They were quite surprised at what they learned, and Elizabeth Dann, MD, director of breast MRI and an assistant professor of radiology at Dartmouth Medical School in Hanover, will tell all in this scientific session scheduled for Tuesday morning.
The reporting system that the hospital installed in January 2009 automatically alerts clinicians when the results of a diagnostic imaging procedure they ordered for a patient are urgent or critical. The radiology department's protocol requires that designated staff also follows up. If a clinician does not respond to repeated notifications, a certified letter is mailed to the patient.
After receiving some complaints, the radiology department decided to conduct a survey of clinicians to assess the level of satisfaction and dissatisfaction. Additionally, the 23-item questionnaire probed response patterns: how receiving an alert affected daily workflow, whether recipient physicians were motivated to read the radiology reports, and how the alert affected patient care.
The survey was sent to 1,075 clinicians; more than half completed it. To the surprise of the radiologists, more than 85% liked the unexpected-finding notifications system, stating that it improved patient safety and helped their daily clinical practice. The majority of respondents received about one alert per month. Only 10% reported that they received two or more alerts.
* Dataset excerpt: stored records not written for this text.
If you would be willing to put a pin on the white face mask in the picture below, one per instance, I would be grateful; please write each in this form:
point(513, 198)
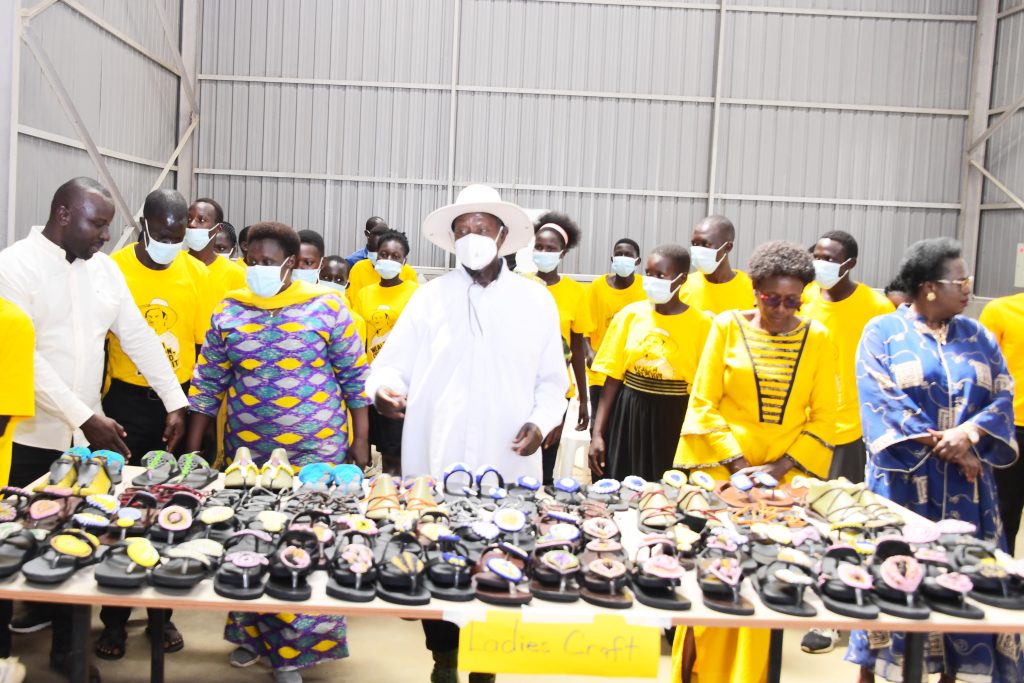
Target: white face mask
point(706, 259)
point(657, 290)
point(265, 281)
point(199, 238)
point(476, 251)
point(624, 266)
point(160, 252)
point(826, 273)
point(311, 276)
point(547, 261)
Dann told AuntMinnie.com that the radiologists were also surprised that the system did not change the way that ordering clinicians read radiology reports. They had presumed that upon receipt of an unexpected finding notification, the clinician would read the radiology report carefully. But this wasn't the case: 79% claimed that the system did not affect how much attention they paid to radiology reports, and clinicians who ignored them or gave them little attention did not change their practices for a report associated with an urgent or critical finding.
Yet more than two-thirds of the clinicians reported that they would appreciate receiving reminders with respect to recommendations for follow-up imaging.
Not everyone was happy. Twelve percent of the respondents rated the system as "bad" or "terrible." There was no way to determine if these were the same clinicians who did not acknowledge notifications, because the survey protected anonymity.